Step 5: Screw Everything Together
Lay one side piece on its side (hopefully you can still see the marks you laid out in Step-2), and line up the first step with the marks. Be sure you are using the angle you got in Step-2. Line up a step to the marks, and use a square to keep the step vertical while you screw it in place. Make sure the step board and carpet don't hang out past the back edge of the side piece. This will be important when we anchor the steps in place later. Repeat this for all the steps on one side, being sure the steps are snug to the side pieces.

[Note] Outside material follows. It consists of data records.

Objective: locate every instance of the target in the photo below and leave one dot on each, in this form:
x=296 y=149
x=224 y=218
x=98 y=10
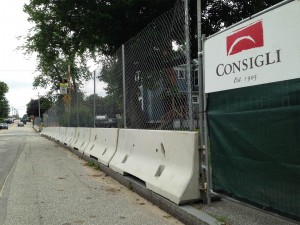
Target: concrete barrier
x=61 y=134
x=167 y=161
x=70 y=136
x=82 y=135
x=103 y=144
x=54 y=133
x=46 y=131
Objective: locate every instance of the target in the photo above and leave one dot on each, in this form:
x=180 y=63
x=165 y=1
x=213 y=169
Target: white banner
x=262 y=50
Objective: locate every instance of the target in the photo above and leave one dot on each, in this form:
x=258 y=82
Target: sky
x=16 y=69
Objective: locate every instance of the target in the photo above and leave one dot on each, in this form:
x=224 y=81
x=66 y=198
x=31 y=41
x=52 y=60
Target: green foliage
x=33 y=106
x=4 y=106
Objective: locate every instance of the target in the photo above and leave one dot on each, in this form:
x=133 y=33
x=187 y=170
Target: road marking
x=3 y=150
x=1 y=191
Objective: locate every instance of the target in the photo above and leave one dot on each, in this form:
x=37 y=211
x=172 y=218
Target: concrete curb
x=186 y=213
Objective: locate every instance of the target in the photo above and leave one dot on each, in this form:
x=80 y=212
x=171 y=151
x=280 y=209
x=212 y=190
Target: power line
x=15 y=70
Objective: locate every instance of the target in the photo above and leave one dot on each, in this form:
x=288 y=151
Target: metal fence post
x=94 y=99
x=205 y=182
x=188 y=64
x=124 y=86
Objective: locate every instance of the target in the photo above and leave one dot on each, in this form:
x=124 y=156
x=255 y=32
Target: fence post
x=124 y=86
x=205 y=180
x=188 y=64
x=94 y=98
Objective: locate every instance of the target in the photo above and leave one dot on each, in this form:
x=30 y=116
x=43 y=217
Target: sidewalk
x=224 y=211
x=49 y=184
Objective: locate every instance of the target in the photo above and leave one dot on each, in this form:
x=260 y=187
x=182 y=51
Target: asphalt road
x=43 y=183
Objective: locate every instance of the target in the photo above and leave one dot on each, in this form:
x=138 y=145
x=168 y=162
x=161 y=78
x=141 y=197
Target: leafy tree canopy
x=4 y=106
x=33 y=106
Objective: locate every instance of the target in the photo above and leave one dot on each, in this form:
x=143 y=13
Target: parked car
x=3 y=126
x=20 y=124
x=8 y=120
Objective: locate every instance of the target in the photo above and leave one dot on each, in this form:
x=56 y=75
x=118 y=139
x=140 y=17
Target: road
x=43 y=183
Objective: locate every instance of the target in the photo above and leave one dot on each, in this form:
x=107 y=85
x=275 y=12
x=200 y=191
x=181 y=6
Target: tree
x=4 y=106
x=33 y=106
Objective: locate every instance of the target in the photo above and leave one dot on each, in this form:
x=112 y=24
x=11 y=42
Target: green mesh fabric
x=255 y=144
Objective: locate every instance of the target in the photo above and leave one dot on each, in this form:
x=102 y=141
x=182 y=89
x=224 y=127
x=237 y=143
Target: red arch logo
x=245 y=38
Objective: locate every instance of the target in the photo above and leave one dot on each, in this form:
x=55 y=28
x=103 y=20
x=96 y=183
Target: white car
x=20 y=124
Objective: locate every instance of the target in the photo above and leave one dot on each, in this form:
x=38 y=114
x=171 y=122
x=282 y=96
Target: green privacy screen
x=255 y=144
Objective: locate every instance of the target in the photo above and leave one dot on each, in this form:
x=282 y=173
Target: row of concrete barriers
x=167 y=161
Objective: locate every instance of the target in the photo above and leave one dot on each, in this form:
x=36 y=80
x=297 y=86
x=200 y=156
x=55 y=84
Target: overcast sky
x=16 y=70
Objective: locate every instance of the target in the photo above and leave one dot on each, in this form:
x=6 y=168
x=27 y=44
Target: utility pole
x=39 y=105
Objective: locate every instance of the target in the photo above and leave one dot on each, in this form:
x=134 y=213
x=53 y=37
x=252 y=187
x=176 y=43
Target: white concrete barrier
x=70 y=136
x=103 y=144
x=167 y=161
x=55 y=133
x=61 y=134
x=46 y=131
x=82 y=140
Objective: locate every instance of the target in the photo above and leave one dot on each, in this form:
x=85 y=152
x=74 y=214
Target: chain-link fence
x=149 y=85
x=157 y=84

Lay out the second side piece and flip the other side piece (with the treads) over, so the two sides line up. Measure the distance from the base of corner of the side piece to the corner of the first step. Use this distance and a square to line up the other side piece and screw the treads in place. Make sure you maintain the 8-inch spacing between the steps. Once the steps are secure, flip the thing over so the underside is facing up, and mount the two braces (one near the top and one near the bottom), being sure that the steps are square before mounting the braces. These braces are intended to keep the stairs square, so pay attention to this. I used clamps to hold the two sides together. Make sure that the parts are snug together when tightening up the screws. If a gap forms, back the screw out and try again, use a clamp if necessary.

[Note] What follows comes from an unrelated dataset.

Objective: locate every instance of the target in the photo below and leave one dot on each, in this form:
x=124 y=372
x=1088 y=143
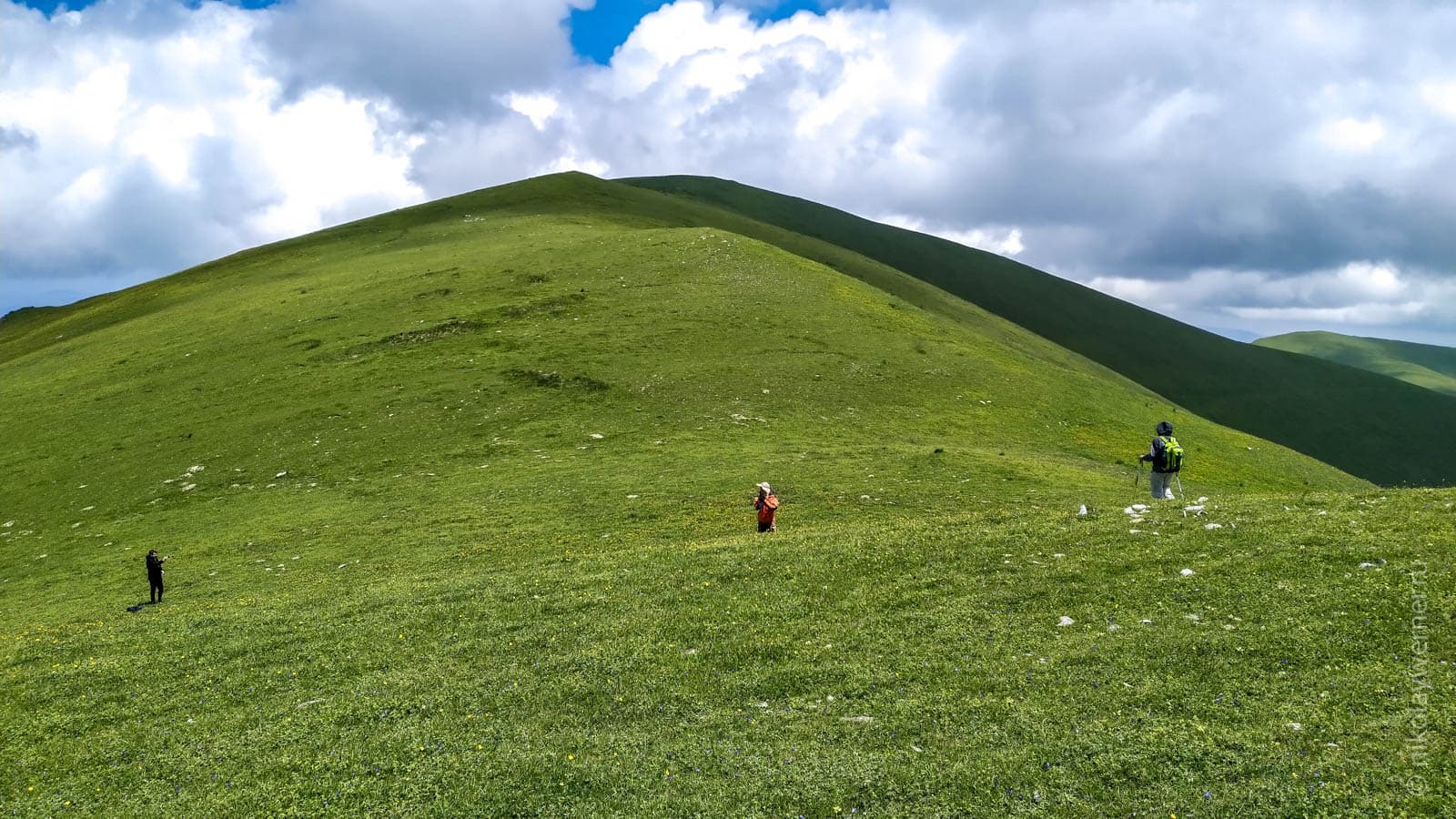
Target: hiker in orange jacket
x=766 y=503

I had strips of carpet left over, so I used contact cement to glue a couple of pieces to the underside of the notch that rests on the tailgate. Since these often get used on uneven ground, I glued the carpet strips to the notches with the rubber side facing outward to keep the steps from sliding around. I also added a couple of strips of carpet where the steps sit on the ground, and secured these with staples.
Step 6: Secure the Steps to the Tailgate
To keep the steps from sliding around in the back of the pickup I'm securing them against the tailgate by attaching a door sweep to one of the side pieces, making it flat against the side piece with the rubber part extending outward from the edge. This "flange" will be pinched in the tailgate hinge when the gate is closed. A strip of carpet would probably work just as well.
Put the steps on their side, just inside the bed of the truck, with the flange on the bottom edge facing outward. Slowly close the tailgate, snugging the top edge of the steps up against the tailgate and catching the flange in the gap between the tailgate and the bed. When the tailgate is fully closed, the steps should be snug up against the tailgate. Make two marks, six inches apart, near one end of the steps, with matching marks on the tailgate. Make another set of marks at the other end of the steps and tailgate. The upper edge of the steps will be secured (hopefully) with the "Dual-Lock" material. Open the tailgate and clean the area between the marks with alcohol. Apply the Dual-Lock material to the tailgate and the steps. That should be adequate to secure the steps, when driving. This vehicle also has a lock on the tailgate, so the steps will be locked in place. A determined thief could still remove these, but the steps would probably be damaged in the process.
I'm not sure how this setup will perform over time, particularly in hot weather. I haven't gone on a long drive or bumpy roads with them yet, so time will tell. I expect that bungee cord will come into play at some point.
I'll be honest, my dog mostly just bounds into the back from the first or second step, not even touching the other steps. He uses more of the steps going down, but one big step (or a box) probably would have suited him just fine. On the other hand, these steps make it much easier for me to load stuff in the back, and they don't really take up that much room.